Conocí al fogoso y siniestro Ted Hughes después de su lectura en el «Y» de la calle 92. En mi ejemplar de Cuervo escribió: «A una hermosa sorpresa, Erica Poética». Luego llenó la mitad de la página del título con una serpiente fálica enroscada a un nuevo poema sobre Cuervo.
«Un hombre no se expresa en las inscripciones de las lápidas» -dijo el Dr. Johnson. Pero los poetas muchas veces quedan al descubierto en las dedicatorias de sus libros.
Fui a cenar con Ted (y los que estaban con él) y pasamos toda la noche intercambiando miradas.
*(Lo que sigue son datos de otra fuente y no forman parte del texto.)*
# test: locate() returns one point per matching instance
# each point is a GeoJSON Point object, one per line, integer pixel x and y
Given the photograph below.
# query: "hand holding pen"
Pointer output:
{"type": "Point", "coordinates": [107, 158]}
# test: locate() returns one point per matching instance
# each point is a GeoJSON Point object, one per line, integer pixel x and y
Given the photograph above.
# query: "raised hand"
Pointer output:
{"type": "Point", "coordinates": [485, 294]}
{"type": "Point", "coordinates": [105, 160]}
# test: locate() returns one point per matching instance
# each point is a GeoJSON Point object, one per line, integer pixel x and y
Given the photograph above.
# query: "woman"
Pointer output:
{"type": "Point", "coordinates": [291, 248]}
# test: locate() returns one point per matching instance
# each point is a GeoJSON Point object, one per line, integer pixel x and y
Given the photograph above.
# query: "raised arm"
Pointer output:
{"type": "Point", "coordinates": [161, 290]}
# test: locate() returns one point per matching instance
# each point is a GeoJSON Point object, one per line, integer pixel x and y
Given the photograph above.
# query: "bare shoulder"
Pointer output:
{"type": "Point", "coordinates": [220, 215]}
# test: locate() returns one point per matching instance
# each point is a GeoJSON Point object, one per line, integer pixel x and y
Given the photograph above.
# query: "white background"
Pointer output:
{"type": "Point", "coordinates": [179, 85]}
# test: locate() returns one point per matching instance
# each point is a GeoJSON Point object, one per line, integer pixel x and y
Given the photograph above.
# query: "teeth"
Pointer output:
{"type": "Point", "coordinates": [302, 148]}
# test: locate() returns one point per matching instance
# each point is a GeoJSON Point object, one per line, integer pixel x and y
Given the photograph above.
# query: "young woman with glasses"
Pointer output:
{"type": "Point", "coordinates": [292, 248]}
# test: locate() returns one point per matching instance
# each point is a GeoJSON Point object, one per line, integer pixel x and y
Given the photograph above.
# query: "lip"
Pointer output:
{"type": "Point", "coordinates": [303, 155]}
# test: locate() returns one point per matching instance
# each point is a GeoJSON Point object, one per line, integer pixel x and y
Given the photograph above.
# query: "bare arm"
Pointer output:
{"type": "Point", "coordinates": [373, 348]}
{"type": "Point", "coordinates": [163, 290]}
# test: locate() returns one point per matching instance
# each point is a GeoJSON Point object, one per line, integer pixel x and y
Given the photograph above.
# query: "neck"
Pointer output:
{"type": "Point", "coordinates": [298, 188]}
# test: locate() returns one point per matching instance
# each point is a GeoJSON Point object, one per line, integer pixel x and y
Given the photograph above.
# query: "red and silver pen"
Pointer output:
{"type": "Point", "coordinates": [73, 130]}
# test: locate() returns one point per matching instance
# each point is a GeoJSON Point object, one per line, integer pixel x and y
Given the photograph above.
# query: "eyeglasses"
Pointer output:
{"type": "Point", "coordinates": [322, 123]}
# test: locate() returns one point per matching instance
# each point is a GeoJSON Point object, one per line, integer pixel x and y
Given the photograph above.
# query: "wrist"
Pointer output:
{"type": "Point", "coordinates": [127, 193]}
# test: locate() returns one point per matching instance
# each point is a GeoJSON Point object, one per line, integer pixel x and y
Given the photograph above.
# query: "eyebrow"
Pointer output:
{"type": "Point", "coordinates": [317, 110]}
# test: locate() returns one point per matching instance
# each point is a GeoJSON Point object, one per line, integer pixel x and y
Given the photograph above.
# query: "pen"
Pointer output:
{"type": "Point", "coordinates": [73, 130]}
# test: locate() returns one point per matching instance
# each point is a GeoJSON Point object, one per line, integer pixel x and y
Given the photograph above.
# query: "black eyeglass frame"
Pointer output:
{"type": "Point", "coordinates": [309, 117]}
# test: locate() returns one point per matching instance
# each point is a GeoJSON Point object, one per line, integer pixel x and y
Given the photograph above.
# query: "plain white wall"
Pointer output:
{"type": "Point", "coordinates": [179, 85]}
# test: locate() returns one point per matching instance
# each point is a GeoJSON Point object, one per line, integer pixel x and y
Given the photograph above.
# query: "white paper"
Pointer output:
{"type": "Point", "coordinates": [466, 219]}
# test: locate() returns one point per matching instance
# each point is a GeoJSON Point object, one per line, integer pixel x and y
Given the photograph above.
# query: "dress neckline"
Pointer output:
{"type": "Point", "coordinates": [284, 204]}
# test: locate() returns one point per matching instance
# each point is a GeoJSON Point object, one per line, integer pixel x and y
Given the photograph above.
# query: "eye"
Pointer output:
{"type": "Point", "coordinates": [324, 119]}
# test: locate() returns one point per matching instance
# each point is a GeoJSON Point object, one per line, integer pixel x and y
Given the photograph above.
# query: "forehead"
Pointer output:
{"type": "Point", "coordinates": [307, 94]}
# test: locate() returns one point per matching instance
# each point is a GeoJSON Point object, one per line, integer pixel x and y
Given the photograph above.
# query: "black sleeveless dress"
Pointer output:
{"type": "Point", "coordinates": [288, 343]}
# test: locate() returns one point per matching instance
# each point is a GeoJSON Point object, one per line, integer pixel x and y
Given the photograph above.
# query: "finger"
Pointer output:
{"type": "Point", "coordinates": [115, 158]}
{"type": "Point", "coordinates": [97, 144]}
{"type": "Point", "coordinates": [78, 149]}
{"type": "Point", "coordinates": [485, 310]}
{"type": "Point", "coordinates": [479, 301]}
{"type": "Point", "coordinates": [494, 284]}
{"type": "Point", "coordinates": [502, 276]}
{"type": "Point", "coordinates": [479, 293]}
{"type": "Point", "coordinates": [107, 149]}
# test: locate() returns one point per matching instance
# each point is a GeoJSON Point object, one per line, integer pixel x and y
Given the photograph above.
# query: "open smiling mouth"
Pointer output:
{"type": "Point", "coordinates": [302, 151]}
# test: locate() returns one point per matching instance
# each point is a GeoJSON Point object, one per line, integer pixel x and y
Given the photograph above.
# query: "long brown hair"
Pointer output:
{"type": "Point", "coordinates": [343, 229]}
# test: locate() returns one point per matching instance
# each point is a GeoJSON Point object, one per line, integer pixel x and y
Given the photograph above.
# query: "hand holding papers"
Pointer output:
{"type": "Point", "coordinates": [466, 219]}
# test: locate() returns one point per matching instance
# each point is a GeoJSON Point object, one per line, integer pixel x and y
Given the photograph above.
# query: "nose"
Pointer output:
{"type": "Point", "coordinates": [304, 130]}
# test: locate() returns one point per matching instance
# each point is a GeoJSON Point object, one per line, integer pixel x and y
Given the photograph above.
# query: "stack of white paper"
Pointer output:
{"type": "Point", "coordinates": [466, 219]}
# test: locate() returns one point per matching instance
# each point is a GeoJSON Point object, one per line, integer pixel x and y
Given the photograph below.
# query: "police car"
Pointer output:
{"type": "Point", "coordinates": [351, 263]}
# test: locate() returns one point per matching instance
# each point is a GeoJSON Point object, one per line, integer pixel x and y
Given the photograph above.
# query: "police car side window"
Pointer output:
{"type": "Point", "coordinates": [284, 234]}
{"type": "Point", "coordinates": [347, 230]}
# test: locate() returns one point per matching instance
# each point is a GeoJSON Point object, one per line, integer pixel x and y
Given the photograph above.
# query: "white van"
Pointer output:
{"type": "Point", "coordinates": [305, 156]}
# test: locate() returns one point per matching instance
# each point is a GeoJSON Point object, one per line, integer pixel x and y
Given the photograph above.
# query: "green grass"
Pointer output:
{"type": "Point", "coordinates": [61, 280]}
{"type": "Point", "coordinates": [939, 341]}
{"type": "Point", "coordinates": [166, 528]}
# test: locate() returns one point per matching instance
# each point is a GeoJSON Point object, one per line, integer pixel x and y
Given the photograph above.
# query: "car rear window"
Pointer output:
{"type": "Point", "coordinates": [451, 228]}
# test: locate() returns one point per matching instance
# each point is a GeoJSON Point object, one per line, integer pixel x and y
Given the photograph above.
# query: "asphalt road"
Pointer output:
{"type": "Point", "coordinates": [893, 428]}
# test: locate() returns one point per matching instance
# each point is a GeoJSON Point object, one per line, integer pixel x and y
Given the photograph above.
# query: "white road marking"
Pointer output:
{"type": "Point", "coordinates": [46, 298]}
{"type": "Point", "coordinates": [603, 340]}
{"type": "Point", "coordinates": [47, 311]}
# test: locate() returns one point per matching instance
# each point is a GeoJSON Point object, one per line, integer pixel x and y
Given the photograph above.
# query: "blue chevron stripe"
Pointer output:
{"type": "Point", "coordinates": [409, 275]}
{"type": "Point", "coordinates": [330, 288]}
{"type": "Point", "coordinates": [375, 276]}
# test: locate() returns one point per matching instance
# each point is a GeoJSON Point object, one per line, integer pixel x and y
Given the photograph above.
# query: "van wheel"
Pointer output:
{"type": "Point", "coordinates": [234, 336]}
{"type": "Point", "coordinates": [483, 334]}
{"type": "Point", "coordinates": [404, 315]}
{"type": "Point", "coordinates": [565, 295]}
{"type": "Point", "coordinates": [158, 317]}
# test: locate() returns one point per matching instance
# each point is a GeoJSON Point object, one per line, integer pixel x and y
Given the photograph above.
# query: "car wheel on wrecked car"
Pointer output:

Por entonces, Ted Hughes tenía reputación en los círculos feministas de ser un castigador, o de hecho el diablo encarnado. Eso sólo le hacía más excitante. Me humedecí toda, imaginando al guapo y corpulento autor de Cuervo en la cama. Luego huí en un taxi; luchaba contra mis fantasías. Sylvia Plath y Assia Gutmann aparecían ante mis ojos como espectros de Shakespeare, advirtiéndome. Yo sabía que quería escribir y vivir, no escribir y morir.